Un experimento realizado en el Parc Natural de l’Alt Pirineu en Lleida ha permitido estudiar el comportamiento los carnívoros salvajes con sus presas para entender cómo modifican o dispersan los huesos, un dato de gran utilidad en los yacimientos arqueológicos. Los resultados demuestran que los pequeños carnívoros, como el zorro que fue muy habitual durante el Pleistoceno, son importantes agentes acumuladores y modificadores óseos, y pudieron producir grandes cambios en los yacimientos.

cama trampa capta zorro rojo
Una cámara trampa capta a un zorro.

La presencia de pequeños carnívoros, como el zorro rojo es habitual en la mayoría de los yacimientos del Pleistoceno europeo.

Sin embargo, existen muy pocos estudios centrados en caracterizar su señal tafonómica (es decir, sus marcas diagnósticas) en conjuntos óseos de macrovertebrados.

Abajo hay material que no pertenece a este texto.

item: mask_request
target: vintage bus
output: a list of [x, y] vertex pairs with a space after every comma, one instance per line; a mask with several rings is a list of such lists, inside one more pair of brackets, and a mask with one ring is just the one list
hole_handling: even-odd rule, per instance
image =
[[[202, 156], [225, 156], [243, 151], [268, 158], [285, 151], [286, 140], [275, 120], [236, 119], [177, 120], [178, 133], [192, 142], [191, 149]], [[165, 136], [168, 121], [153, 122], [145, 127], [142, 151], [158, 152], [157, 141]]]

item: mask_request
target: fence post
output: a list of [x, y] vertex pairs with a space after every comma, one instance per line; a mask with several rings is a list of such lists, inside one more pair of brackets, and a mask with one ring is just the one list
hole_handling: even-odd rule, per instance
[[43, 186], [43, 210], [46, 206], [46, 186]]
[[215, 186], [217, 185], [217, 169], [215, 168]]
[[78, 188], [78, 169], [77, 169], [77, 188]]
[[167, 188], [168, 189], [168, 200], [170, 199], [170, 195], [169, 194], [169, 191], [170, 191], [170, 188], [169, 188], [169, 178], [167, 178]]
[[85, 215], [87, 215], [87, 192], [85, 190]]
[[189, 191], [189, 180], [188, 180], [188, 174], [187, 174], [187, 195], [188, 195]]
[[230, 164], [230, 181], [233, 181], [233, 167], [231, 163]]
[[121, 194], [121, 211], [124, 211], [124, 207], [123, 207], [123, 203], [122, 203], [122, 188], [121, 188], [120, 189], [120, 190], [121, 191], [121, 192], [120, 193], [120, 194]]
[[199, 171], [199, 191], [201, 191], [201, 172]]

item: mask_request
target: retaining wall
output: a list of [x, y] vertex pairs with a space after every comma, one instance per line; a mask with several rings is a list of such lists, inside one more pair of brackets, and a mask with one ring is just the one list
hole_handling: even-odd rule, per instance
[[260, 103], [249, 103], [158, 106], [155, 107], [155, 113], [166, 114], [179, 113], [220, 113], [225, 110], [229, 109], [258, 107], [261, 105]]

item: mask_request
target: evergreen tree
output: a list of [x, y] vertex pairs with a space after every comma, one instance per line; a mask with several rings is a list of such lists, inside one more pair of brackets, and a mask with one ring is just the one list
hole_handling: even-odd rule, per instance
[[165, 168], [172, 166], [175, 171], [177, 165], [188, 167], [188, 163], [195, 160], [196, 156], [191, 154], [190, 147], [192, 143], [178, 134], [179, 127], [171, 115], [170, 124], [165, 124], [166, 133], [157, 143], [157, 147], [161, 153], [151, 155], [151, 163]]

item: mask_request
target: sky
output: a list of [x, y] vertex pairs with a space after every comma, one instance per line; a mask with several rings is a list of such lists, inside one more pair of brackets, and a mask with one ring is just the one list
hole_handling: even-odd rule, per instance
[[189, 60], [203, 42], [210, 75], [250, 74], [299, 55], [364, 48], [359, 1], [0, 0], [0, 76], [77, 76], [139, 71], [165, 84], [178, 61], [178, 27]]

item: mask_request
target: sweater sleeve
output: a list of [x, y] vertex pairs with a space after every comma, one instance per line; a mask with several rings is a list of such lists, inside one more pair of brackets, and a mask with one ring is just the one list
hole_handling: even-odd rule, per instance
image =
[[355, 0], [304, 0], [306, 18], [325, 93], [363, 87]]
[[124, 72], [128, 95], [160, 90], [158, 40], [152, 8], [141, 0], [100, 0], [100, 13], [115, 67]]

Un estudio publicado recientemente en la revista Archaeological and Anthropological Sciences en el que participa Ruth Blasco, especialista en Tafonomía del Centro Nacional de Investigación sobre la Evolución Humana (CENIEH), y miembros de la URV-IPHES, trata de modelizar las actuaciones de pequeños carnívoros a nivel experimental y encontrar elementos diagnósticos que los diferencien de otros agentes, tanto a nivel de modificación ósea, como de alteración espacial (dispersión de restos).

Los resultados revelan que podrían haber producido importantes modificaciones en los yacimientos arqueológicos.

“Nuestra línea de trabajo experimental se basa fundamentalmente en la simulación de diferentes escenarios de predación e interacción con el objetivo de caracterizar las actuaciones de los carnívoros salvajes involucrando no solo a pequeños carnívoros, como el zorro o el tejón, sino también a grandes predadores como el oso pardo”, explica Ruth Blasco.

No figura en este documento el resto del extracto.